Recording Ab and AAI information
For each PDB entry identified as containing an AAI or Ab, essential information was extracted and recorded, encompassing a total of 43 attributes related to the Ab, Ag, and PDB (Supplementary Table 3). For unpaired HCs without an LC partner such as scFv, LC-related fields were assigned either “N.A.” or “0,” depending on the data type. Similarly, for unpaired LCs such as VL, HC-related fields were marked as “N.A.” or “0.” If an Ab was not paired with an Ag, the Ag-related fields were also set to “N.A.” or “0.” All other unavailable fields were recorded as “N.A.”
Building and updating SAAINT-DB
To construct SAAINT-DB for the first time, all mmCIF files from the PDB were downloaded to a local cluster using remote synchronization (rsync), while the associated FASTA files were retrieved via wget. The PDB entries were distributed across hundreds of CPUs, with each CPU processing <1000 entries using SAAINT-parser. Based on our tests, the initial processing on 300 CPUs took approximately ten hours to complete. Once processed, the processed Ab and AAI data entries for individual PDB entries were merged to generate the SAAINT-DB.
To update SAAINT-DB, rsync was used to detect removed, modified, and newly added mmCIF files, and the corresponding FASTA files were updated accordingly. The Ab and AAI data entries were removed for deleted PDB entries, re-computed for modified ones, and newly computed for newly added entries. Only these updated PDB entries were assigned to a smaller number of CPUs, each running SAAINT-parser to process a few entries. Our tests showed that the update process typically took less than two hours, depending on the number of updated PDB entries. Finally, the processed Ab and AAI data entries were merged to update the SAAINT-DB.

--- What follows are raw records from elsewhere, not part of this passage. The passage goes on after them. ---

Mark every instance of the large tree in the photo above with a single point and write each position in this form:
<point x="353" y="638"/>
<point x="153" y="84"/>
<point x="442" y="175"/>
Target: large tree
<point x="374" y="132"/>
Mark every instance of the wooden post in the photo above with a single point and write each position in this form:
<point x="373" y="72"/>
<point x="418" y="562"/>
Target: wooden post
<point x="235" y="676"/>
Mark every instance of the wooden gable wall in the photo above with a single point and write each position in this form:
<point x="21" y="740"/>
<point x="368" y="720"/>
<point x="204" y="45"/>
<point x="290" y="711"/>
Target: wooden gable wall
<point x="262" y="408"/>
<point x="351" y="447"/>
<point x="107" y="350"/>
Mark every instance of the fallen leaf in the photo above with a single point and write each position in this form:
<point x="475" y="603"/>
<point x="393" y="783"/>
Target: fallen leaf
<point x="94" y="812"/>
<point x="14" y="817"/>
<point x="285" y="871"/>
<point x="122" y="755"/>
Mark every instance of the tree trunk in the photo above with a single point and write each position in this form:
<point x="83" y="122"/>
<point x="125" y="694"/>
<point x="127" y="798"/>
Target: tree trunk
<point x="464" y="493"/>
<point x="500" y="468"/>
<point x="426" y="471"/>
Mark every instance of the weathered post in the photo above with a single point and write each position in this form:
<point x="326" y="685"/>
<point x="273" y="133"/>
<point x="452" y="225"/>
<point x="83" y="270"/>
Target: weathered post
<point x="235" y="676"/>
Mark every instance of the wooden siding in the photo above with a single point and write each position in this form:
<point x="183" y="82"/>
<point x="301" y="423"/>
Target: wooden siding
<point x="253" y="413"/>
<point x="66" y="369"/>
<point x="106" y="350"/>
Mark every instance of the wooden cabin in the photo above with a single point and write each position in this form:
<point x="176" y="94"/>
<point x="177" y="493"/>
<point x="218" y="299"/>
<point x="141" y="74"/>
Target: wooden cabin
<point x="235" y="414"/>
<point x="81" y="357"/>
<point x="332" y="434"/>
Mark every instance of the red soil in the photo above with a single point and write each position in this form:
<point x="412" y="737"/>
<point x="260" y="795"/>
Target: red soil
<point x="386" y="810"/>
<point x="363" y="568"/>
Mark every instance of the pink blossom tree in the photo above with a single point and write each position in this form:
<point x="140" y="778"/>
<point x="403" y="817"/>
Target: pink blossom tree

Since Ab-Ag binding affinity data must be manually collected and curated from the literature, it lagged behind the SAAINT-DB structure data and was maintained separately.
Results
The SAAINT-parser workflow
The SAAINT-parser workflow extracts paired Abs, unpaired Ab chains, and AAIs from experimentally solved structures using their PDB IDs as input (Fig. 1a). It consists of three main modules that process the PDB-associated FASTA file, mmCIF file, and web content, respectively. These modules generate intermediate data, which are then integrated to infer the outcomes. Below is a description of the key components, with further details provided in the Methods section.
The FASTA module processes chain entities and sequences from the FASTA file, utilizing AbRSA [20] to determine whether a FASTA-seq contains Ab variable domains and, if possible, to identify Ab residues (i.e., FASTA Ab residues). The mmCIF module employs Biopython [21] to parse the complete structural model from the mmCIF file. PDB-seqs consisting of residues with Cα atomic coordinates are extracted from the structure, aligned to the corresponding FASTA-seq, and used to generate the Filled-seq, which then undergoes a second AbRSA analysis. The entire structure is further divided into individual chains, each reindexed based on the alignment for Filled-seq creation and repaired using Pulchra [28] to restore missing atoms. Each repaired chain is analyzed to identify protein residues (i.e., PDB residues) with atomic coordinates and subjected to AbRSA_PDB [20] to detect CDR residues if classified as an Ab chain. The repaired individual chains are then concatenated and optimized using FASPR [29], which repacks protein side chains to minimize steric clashes. Additionally, the web module retrieves key PDB information by directly accessing the PDB webpage.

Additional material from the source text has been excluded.